The revamped system set-up has drawn a wide spectrum of views since its shock unveiling in last week's 1-1 draw with Iraq.
Most notable are concerns surrounding the robustness of a three-man defence that was worryingly exposed in Tehran.
After its second, more cohesive yet still unconvincing outing in Sydney, Postecoglou was adamant he had no issues with such debates.
"I'm just glad people are talking about systems, it's great," Postecoglou said.
"We don't talk enough about football in this country so, if nothing else, I've initiated some debate."
However, further questions from media elicited a defensive response from the fired-up 51-year-old, who claimed a foreign coach wouldn't be so heavily scrutinised.

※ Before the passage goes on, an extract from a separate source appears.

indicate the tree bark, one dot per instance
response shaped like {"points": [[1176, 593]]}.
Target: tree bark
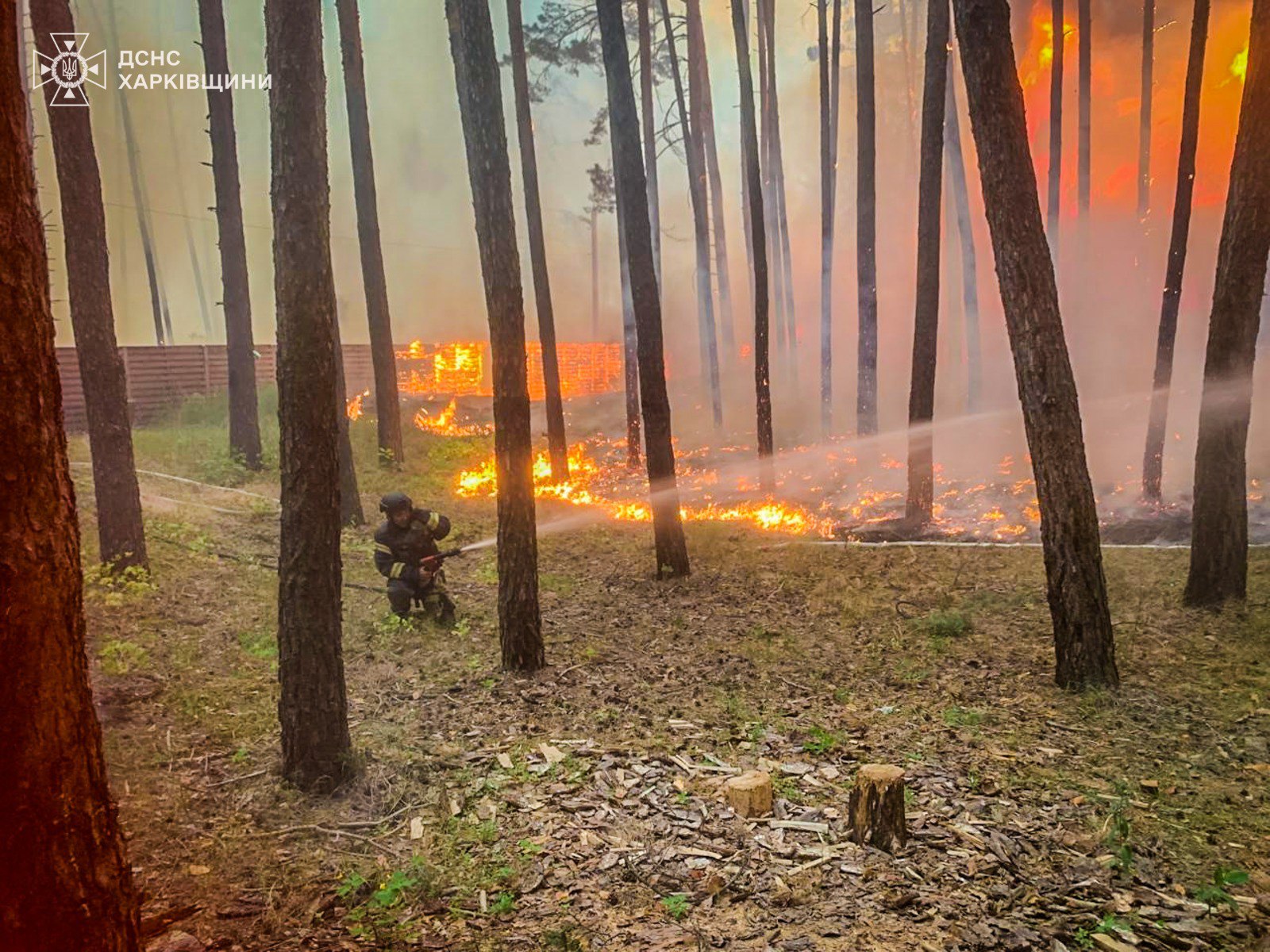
{"points": [[926, 321], [239, 346], [759, 243], [1149, 63], [649, 122], [1219, 520], [1054, 207], [1153, 457], [781, 238], [313, 704], [65, 882], [829, 63], [965, 245], [120, 524], [768, 169], [706, 332], [698, 59], [1052, 419], [630, 348], [558, 448], [480, 103], [867, 225], [672, 550], [1085, 93], [387, 404]]}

"I've sat here for three-and-a-half years and I haven't changed in anything I've said I was going to do," Postecoglou said.
"I expect to be held accountable for what I say and the kind of football we want to play. But it seems I've been held accountable for doing what I said I'd do this week - that's the bit I struggle with.
"Maybe if it was a foreign coach we'd all sit back and say, `what a genius he is, he's coming up with new ways to challenge these guys'.
"But what I've found and what I said from day one is I will not talk down to our players.
"I will not speak to our players as if they're not as good as somebody else just because they're Australian and I certainly am not going to sell short our coaching staff and the way we work."
Tuesday's win was the Socceroos' first qualifying win in five games and more than six months, and means they can still secure an automatic Russia 2018 spot as a top-two finisher in Group B.